The Way to Love: 31 Meditasi Terakhir

by: Anthony de Mello, S.J.
"Jika cintalah yang benar-benar kaudambakan dalam kehidupan, saat ini juga mulailah melihat… Ketika kau melakukannya, lapisan pelindung di sekeliling hatimu akan melunak dan mencair, dan hatimu pun jadi peka dan tanggap. Kegelapan dalam sorot matamu akan sirna dan penglihatanmu akan menjadi jelas dan tajam, dan akhirnya kau pun akan tahu apa itu cinta."
—Anthony de Mello, The Way to Love


The Way to Love, berisi hasil perenungan terakhir Anthony de Mello. Di sini, lebih dalam dibanding di buku-buku bestseller-nya yang lain, ia membahas isu terpenting—cinta.

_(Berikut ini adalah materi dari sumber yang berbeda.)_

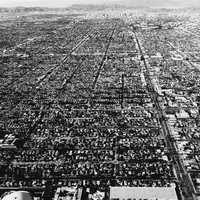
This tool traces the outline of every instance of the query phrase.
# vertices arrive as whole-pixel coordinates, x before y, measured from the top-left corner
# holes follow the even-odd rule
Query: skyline
[[[200,6],[199,0],[1,0],[0,7],[68,7],[72,4],[122,3],[135,6]]]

Dalam 31 meditasi ia meminta pembaca mendobrak tabir ilusi yang merupakan rintangan terbesar bagi cinta. "Cinta memancar dari mata air kesadaran," demikian de Mello berkali-kali menekankan. Menurutnya, kita baru bisa mulai mencintai ketika kita melihat orang lain sebagaimana apa adanya mereka.

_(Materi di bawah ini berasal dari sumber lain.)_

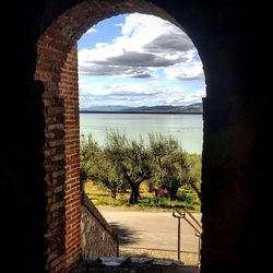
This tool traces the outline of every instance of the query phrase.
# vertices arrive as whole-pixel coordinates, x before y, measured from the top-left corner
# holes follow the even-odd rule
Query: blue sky
[[[188,105],[205,96],[201,60],[174,24],[122,14],[93,25],[78,43],[80,108]]]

Tindakan cinta yang kedua,katanya,adalah melihat diri kita sendiri tanpa ilusi—tanpa dipengaruhi desakan kebutuhan, hasrat, kenangan, prasangka, dan perkiraan kita tentang masa depan.Jika langkah-langkah ini diambil, cinta akan merasuki seseorang atau sebuah hubungan. Namun, tugas itu tidak mudah. "Tindakan paling menyakitkan yang bisa dilakukan manusia," kata de Mello, "adalah tindakan melihat.Karena tindakan melihat melahirkan cinta."

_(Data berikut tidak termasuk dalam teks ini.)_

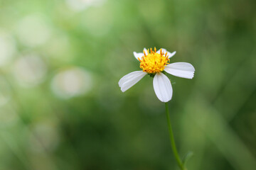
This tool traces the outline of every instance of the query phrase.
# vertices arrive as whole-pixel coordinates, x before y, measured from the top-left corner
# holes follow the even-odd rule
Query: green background
[[[80,3],[80,4],[79,4]],[[176,51],[169,103],[188,170],[256,169],[254,0],[0,0],[0,169],[178,169],[133,52]],[[64,77],[64,78],[63,78]]]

Ke-31 meditasi ini ditulis untuk dinikmati dan dibagikan. Buku ini ditulis untuk dijadikan panduan kehidupan sehari-hari.

Anthony de Mello, semasa hidupnya, adalah seorang pastor Jesuit dan direktur Sadhana Institute of Pastoral Counseling di Poona, India. Ia penulis Sadhana, The Song of the Bird, The Heart of the Enlightened, Taking Flight, Wellsprings,dan Awareness. The Way to Love adalah kumpulan meditasi terakhir Anthony de Mello---yang belum pernah diterbitkan sebelumnya---yang ia tulis sebelum kematiannya yang tiba-tiba pada tahun 1987.